Sie halten hier einen historischen Bericht in Händen, welcher sich wohltuend von so manch anderer Literatur zu diesem Thema abhebt. Denn nicht Polemik oder einseitige Parteinahme steht im Vordergrund, sondern „Erzählen wie das damals war", auf dass ich mir selbst ein Bild machen kann.
Beim Lesen staunt man über die große Zahl an Literatur-Quellen, auf welche Dr. Rheinwald in seinem Bericht verweist. Seine Abhandlung wird wohl im Zusammenhang mit den Untersuchungen des preußischen Königshofs zu sehen sein. Was Preußen sicher nicht wollte, war sich einen Haufen religiöser Fanatiker und politische Wirrköpfe ins Land zu holen.
Ein beredtes Zeugnis über die damaligen Zustände geben auch die darin enthaltenen Originalbriefe einiger Zillertaler.
Vor dem österreichischen Kaiser Franz auf dessen Frage „Was glaubt ihr denn? bezeugten sie: „… wir glauben an Christus als unseren Herrn und Heiland und alleinigen Seligmacher – aber das wollen sie eben im Zillertal nicht leiden, dass wir es sagen.

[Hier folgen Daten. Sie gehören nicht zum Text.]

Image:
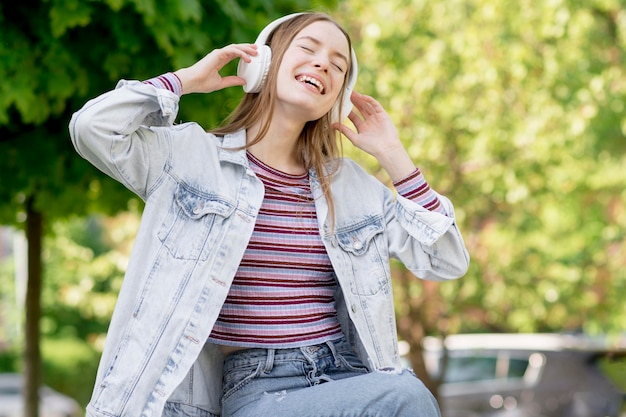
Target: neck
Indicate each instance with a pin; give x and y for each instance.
(278, 148)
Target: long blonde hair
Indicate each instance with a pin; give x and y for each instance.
(318, 146)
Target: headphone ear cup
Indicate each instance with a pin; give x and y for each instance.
(255, 71)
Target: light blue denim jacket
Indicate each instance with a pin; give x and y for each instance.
(202, 200)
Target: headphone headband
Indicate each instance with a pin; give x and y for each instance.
(255, 72)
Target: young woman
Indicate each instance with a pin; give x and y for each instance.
(260, 282)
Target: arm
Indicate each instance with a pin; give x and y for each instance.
(122, 131)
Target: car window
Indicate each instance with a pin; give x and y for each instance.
(517, 368)
(470, 368)
(484, 368)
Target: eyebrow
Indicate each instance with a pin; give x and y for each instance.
(317, 42)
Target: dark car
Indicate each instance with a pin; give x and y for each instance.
(525, 375)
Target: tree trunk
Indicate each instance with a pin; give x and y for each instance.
(32, 355)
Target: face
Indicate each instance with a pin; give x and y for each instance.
(312, 72)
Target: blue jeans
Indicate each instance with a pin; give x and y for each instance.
(318, 381)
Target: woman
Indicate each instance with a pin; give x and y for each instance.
(259, 284)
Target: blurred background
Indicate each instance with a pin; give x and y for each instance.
(515, 110)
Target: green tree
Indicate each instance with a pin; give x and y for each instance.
(56, 54)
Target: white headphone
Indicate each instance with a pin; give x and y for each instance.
(255, 72)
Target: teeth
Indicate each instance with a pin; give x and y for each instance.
(312, 81)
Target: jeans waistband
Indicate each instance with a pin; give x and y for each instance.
(331, 348)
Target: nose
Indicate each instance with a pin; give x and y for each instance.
(322, 63)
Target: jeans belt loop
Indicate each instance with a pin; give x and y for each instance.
(333, 350)
(269, 360)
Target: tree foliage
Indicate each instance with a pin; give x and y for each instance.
(56, 54)
(514, 109)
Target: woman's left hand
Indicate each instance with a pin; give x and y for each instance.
(377, 135)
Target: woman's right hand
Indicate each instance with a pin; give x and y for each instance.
(204, 76)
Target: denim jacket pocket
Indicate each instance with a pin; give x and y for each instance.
(189, 227)
(365, 247)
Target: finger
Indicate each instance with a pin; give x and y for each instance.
(346, 131)
(231, 81)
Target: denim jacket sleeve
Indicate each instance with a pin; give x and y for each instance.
(428, 243)
(119, 132)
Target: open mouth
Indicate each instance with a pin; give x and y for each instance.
(312, 81)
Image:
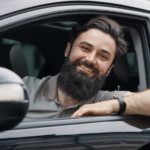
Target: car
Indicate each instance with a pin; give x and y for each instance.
(33, 37)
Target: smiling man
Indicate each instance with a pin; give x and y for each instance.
(90, 55)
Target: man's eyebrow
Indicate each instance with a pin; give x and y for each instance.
(86, 43)
(105, 51)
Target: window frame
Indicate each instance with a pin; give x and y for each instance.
(37, 16)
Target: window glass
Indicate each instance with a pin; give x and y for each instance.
(33, 55)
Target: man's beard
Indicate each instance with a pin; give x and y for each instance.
(78, 84)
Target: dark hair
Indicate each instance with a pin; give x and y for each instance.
(107, 26)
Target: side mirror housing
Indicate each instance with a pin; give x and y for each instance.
(14, 99)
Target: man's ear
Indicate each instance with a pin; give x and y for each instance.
(67, 49)
(110, 69)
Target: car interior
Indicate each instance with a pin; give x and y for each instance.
(38, 51)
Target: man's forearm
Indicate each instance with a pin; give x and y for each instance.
(138, 103)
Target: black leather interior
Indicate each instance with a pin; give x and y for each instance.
(12, 57)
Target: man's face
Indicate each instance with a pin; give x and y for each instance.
(88, 64)
(96, 48)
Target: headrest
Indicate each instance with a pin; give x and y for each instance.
(12, 57)
(121, 69)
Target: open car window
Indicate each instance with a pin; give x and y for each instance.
(44, 45)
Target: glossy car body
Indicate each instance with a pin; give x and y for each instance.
(101, 132)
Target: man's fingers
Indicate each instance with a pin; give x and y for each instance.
(81, 112)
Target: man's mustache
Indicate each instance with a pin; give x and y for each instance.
(89, 65)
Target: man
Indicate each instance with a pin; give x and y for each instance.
(75, 91)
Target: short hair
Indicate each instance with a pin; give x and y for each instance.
(107, 26)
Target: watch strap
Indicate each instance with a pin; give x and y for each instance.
(122, 105)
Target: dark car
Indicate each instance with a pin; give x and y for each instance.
(33, 37)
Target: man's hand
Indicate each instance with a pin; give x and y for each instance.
(100, 108)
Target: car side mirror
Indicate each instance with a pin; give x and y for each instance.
(14, 99)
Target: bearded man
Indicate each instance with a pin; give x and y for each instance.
(90, 55)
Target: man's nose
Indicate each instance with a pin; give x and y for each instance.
(91, 58)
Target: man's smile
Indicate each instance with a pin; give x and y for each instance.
(85, 68)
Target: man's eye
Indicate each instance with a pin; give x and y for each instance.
(85, 48)
(102, 56)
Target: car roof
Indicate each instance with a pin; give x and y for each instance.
(10, 6)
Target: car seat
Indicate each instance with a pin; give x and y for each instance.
(12, 57)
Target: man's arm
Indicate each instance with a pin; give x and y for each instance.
(138, 103)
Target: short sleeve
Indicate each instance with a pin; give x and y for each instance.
(106, 95)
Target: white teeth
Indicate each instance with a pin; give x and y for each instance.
(86, 68)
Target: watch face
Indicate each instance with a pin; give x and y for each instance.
(114, 97)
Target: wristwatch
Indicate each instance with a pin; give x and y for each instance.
(122, 104)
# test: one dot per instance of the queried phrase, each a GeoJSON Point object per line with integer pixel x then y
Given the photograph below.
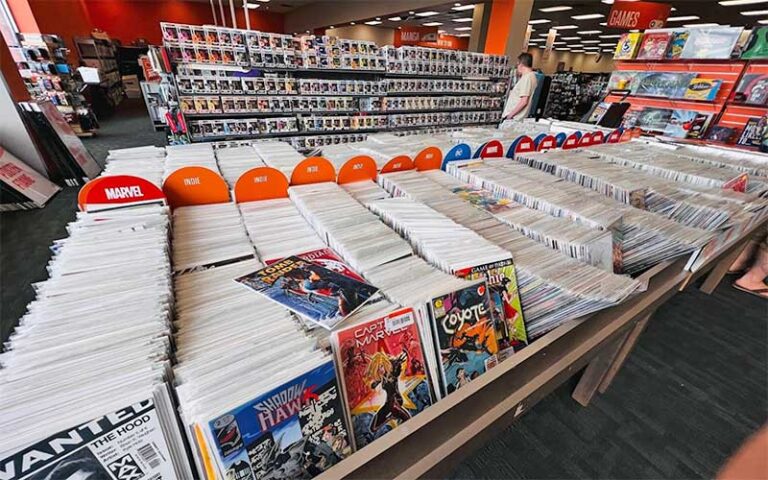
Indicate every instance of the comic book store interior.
{"type": "Point", "coordinates": [348, 239]}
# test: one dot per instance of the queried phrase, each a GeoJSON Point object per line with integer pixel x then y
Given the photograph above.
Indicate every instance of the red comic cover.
{"type": "Point", "coordinates": [383, 373]}
{"type": "Point", "coordinates": [654, 46]}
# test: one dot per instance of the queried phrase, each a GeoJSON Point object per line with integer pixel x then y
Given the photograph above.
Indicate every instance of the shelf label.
{"type": "Point", "coordinates": [109, 191]}
{"type": "Point", "coordinates": [431, 158]}
{"type": "Point", "coordinates": [357, 169]}
{"type": "Point", "coordinates": [195, 186]}
{"type": "Point", "coordinates": [398, 164]}
{"type": "Point", "coordinates": [261, 183]}
{"type": "Point", "coordinates": [313, 170]}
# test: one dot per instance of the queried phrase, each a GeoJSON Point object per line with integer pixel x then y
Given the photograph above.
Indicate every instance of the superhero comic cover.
{"type": "Point", "coordinates": [383, 373]}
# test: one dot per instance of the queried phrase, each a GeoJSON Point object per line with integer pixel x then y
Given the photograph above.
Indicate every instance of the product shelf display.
{"type": "Point", "coordinates": [226, 78]}
{"type": "Point", "coordinates": [351, 296]}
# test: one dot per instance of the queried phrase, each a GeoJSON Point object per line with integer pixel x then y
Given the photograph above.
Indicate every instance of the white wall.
{"type": "Point", "coordinates": [581, 62]}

Diese, durch das Lesen in der Heiligen Schrift gewonnene Erkenntnis, war ihnen das Kostbarste in ihrem Leben geworden. Die Liebe zu ihrem Herrn und Heiland Jesus Christus war stärker als die Heimatliebe, die irdischen Bande.
Über den Charakter der Vertriebenen berichtet ein Zeuge: „Es ist sehr erfreulich, dass die polemische Richtung, in welcher die Einwanderer natürlich gegen die röm. Kirche stehen mussten, nirgends störend hervortritt. Es ist in ihnen bei allem frischen evangelischen Leben eine Milde und Versöhnlichkeit gegen das, was ihnen gegenüber stand und Ungemach verursacht hat, die ungemein wohl tut – auch alles separatistische Wesen, nach welcher Seite hin es sein mag …."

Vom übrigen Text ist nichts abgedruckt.